Newsday - July 15, 2000
Laurie Garrett, Staff Writer
"Let us not equivocate," Mandela said. "A tragedy of unprecedented proportions is unfolding in Africa ...AIDS is clearly a disaster, effectively wiping out the development gains of the past decade and sabotaging the future.
"Earlier this week," he continued, "we were shocked to learn that within South Africa, one in two, that is half of our young people, will die of AIDS. The most frightening thing is that all of these infections ...could have been, can be, prevented."

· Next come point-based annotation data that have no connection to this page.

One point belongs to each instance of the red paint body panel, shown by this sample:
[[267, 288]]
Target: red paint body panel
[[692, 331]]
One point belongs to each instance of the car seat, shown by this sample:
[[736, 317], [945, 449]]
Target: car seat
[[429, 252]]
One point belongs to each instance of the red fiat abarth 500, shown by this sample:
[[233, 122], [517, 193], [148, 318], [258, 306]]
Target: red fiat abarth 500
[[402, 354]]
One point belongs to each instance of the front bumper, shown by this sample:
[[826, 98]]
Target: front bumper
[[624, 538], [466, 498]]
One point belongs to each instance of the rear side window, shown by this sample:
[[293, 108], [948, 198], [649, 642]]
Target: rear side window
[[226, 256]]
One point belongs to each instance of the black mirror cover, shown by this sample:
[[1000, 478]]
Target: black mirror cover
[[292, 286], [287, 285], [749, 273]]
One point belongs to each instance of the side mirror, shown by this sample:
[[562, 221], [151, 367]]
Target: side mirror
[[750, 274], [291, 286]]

The meeting-the first AIDS conference held in Africa, where infection rates are the highest in the world-was framed with remarks from South African presidents. The current leader, Thabo Mbeki, addressed the opening session Sunday, and his bland address disappointed many of the 12,000 in attendance.
On Friday, Mandela, the man who led the fight to destroy apartheid, was welcomed by an audience hungry for inspiration. At 81, he walked with difficulty and needed help to climb onto the stage.

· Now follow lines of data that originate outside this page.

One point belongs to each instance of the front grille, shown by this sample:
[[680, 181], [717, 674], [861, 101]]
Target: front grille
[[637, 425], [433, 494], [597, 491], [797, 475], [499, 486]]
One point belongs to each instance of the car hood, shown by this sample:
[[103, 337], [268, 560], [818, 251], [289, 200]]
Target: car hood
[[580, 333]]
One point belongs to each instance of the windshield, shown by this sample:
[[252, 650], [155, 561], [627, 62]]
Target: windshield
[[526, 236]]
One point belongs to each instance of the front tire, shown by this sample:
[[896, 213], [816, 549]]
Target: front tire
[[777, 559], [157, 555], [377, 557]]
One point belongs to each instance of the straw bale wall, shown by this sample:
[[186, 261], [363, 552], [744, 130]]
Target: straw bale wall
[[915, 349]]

He began by telling the audience of AIDS scientists, activists, clinicians and community workers that he realized few speeches he, or anybody else, could give would be as important as this, and the "gravity of the responsibility" weighed heavily upon him.
"No disrespect is intended towards the many other occasions where one has been privileged to speak," Mandela said, "if I say that this is the one event where every word uttered, every gesture made, had to be measured against the effect it can and will have on the lives of millions of concrete, real human beings all over this continent and planet."

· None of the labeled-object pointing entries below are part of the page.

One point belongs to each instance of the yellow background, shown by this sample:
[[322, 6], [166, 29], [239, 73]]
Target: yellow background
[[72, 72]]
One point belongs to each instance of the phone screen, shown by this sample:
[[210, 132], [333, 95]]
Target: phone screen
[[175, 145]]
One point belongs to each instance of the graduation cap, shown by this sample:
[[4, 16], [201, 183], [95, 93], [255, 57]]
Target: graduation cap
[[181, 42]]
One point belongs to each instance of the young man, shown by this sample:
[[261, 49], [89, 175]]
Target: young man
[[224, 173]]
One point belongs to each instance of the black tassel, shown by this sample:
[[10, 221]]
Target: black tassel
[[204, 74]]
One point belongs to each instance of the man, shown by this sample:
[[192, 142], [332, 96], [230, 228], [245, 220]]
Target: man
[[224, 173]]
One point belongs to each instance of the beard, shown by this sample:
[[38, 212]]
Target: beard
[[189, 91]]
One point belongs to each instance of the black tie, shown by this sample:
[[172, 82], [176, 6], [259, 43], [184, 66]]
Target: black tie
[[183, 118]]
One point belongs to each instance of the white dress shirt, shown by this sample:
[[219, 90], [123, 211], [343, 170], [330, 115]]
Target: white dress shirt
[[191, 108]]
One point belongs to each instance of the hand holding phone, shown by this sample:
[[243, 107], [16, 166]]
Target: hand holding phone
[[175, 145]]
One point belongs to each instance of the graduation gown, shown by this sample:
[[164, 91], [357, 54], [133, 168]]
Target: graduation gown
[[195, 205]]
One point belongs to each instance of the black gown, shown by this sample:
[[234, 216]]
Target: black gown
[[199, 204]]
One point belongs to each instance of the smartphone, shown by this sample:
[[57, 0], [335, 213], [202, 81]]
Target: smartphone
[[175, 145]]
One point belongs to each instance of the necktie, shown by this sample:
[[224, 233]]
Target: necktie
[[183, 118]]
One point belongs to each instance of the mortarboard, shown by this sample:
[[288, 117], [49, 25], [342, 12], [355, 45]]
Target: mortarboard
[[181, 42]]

The elder statesman called AIDS "one of the greatest threats humankind has faced, and certainly the greatest after the end of the great wars of the previous century."
He made reference to the controversies of the week, including Mbeki's often-expressed interest in investigating whether or not HIV causes AIDS as well as his refusal to support the use of anti-HIV drugs to block transmission of the virus from mother to child. Mbeki's remarks on these themes at the opening session had left many delegates despairing that the most powerful nation on the African continent was pursuing a response to AIDS that was both anti-science and overly suspicious of available treatments for HIV.
In an oblique reference to the issue of whether HIV causes AIDs, Mandela said, "In all disputes, a point is arrived at where no party, no matter how right or wrong it might have been at the start of the dispute, will any longer be totally in the right or totally in the wrong. Such [a] point, I believe, has been reached in this debate.
"Now, however, the ordinary people of the continent and the world...would, if anybody cares to ask their opinions, wish that the dispute about the primacy of politics or science be put on the back burner and that we proceed to address the needs and concerns of those suffering and dying." A thunderous ovation followed.
Mandela went on to applaud the AIDS-control programs of Uganda, Senegal and Thailand and detailed the sorts of education campaigns, condom-distribution programs and mother-to-child drug interventions that have saved lives in those countries.
He departed from his prepared text twice to address the discrimination and stigma that people who are infected with HIV face. Saying "they want love," Mandela recalled meetings with children-one suffering from AIDS, the other from cancer-and remembered that he knew the youngsters were fated to die soon, yet wanted to give them some cause for hope. To the boy with cancer he drew from Shakespeare, saying, "Cowards die many times before their deaths. The valiant never taste of death but once."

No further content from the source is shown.